Dynamic loss and magnetization loss of HTS coated conductors, stacks, and coils for high-speed synchronous machines

Abstract

Dynamic loss is an essential parameter to consider for the design of high temperature superconducting (HTS) synchronous machine windings. For aerospace electric propulsion systems, the fundamental frequency component and harmonics in electric machines can attain kHz level because of the high rotating speed. However, for HTS coated conductors (CC), the existing definition of dynamic loss only considers the HTS layer, the validity of which at high frequencies is questionable. Besides, the variation of dynamic loss and magnetization loss under skin effect due to high frequency is still unknown.

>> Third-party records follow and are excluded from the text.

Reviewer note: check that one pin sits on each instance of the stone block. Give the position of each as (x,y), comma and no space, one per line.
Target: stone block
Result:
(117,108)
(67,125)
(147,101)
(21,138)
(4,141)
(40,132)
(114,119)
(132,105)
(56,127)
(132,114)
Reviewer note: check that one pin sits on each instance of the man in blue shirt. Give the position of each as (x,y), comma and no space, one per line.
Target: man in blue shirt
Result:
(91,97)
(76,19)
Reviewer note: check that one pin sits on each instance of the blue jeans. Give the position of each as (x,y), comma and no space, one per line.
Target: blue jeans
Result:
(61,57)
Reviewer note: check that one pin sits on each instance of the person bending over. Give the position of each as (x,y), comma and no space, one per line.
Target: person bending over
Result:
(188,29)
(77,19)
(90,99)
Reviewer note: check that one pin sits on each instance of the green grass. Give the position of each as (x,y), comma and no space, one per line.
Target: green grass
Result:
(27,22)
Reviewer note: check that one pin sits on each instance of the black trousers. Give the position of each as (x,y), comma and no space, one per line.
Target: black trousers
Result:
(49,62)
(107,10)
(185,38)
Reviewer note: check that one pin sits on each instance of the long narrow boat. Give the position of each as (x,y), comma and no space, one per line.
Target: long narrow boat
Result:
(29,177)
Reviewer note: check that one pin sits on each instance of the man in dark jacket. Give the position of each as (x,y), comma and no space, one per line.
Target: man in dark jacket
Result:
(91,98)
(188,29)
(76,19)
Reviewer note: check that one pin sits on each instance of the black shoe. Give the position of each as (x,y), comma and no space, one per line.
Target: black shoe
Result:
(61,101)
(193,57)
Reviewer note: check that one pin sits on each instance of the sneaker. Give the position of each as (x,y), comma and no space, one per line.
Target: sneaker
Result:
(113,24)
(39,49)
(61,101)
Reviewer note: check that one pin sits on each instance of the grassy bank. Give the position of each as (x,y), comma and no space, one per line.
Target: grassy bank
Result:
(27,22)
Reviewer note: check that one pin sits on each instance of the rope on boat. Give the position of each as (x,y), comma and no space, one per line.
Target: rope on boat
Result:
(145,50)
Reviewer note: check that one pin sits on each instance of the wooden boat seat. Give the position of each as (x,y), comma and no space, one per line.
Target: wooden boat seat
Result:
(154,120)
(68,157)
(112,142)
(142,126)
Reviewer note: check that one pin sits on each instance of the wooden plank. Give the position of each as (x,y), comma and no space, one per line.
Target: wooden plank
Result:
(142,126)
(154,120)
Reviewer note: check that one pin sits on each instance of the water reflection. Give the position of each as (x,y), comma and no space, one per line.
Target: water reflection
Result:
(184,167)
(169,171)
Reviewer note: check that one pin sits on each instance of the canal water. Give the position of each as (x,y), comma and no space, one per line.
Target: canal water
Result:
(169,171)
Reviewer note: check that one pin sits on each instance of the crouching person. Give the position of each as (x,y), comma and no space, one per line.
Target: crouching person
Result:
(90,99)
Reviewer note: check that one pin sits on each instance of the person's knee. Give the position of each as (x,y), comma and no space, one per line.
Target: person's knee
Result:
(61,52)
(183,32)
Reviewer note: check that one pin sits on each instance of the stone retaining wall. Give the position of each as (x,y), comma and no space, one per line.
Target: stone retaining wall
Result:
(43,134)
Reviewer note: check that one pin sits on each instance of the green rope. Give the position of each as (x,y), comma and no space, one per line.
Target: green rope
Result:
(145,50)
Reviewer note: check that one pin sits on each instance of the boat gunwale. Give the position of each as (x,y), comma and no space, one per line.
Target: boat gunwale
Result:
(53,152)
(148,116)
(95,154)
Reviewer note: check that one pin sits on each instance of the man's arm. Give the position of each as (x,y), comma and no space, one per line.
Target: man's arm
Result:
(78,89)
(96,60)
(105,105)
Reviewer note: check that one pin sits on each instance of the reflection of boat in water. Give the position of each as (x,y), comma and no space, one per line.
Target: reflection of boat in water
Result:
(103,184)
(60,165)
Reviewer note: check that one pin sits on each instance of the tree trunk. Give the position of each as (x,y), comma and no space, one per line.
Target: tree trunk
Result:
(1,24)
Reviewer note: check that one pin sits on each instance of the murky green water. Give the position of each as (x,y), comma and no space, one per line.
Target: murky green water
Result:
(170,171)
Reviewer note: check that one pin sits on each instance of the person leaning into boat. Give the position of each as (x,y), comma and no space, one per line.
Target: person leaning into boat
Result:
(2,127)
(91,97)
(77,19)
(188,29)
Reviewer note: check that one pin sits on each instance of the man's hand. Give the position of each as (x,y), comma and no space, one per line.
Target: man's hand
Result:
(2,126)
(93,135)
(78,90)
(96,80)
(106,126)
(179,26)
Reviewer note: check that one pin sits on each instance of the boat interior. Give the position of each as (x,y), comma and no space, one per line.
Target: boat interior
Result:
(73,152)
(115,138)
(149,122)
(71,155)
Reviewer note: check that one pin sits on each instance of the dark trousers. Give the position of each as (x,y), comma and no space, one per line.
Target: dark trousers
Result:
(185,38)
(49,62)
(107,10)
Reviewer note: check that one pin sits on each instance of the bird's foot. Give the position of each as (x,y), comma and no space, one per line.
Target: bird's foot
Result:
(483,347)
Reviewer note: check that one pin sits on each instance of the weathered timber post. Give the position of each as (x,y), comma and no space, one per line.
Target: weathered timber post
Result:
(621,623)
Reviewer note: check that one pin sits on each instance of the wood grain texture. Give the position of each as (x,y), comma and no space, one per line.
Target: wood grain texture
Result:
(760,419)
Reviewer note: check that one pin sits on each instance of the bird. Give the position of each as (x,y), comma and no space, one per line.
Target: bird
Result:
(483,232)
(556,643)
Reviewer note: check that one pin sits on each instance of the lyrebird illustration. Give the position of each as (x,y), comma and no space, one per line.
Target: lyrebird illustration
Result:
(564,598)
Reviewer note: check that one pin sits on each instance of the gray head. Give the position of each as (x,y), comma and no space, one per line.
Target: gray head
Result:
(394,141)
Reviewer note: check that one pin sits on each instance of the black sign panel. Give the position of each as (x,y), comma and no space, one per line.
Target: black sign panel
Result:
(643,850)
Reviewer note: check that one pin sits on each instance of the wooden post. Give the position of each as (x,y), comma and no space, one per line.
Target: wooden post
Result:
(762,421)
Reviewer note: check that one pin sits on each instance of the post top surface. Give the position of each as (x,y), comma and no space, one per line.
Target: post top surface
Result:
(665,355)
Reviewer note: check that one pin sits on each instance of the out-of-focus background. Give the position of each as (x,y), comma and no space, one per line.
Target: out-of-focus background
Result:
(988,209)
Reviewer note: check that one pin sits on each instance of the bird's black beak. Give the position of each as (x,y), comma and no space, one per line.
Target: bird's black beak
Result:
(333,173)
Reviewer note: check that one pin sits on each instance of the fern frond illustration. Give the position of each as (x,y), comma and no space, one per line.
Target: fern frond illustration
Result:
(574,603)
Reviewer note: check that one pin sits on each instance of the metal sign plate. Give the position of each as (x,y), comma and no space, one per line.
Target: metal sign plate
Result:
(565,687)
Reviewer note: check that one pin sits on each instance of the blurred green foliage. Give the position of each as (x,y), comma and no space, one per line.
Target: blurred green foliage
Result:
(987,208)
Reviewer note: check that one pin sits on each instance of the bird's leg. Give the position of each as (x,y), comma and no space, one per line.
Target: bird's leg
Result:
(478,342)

Additionally, the influence of shielding effects among distinct turns on the dynamic loss of HTS stacks and coils remains unclear. In response to the above concerns, by use of the H-formulation based numerical multilayer modelling method which considers all layers of a CC, the frequency dependence of dynamic loss and magnetization loss of HTS CCs, stacks and coils over a wide range up to 20 kHz has been investigated. Results show that the existing definition of the dynamic region is no longer valid at kHz level, which shrinks rapidly with increasing frequency and magnetization loss plays a progressively important role due to skin effect. Meanwhile, the shielding effect in HTS stacks and coils can enhance the significance of dynamic loss. This paper clarifies the characteristics of dynamic loss and magnetization loss of HTS CCs, stacks, and coils over a wide frequency band, which can serve as a useful reference for accurate loss controlling of machine windings in future aerospace HTS propulsion systems.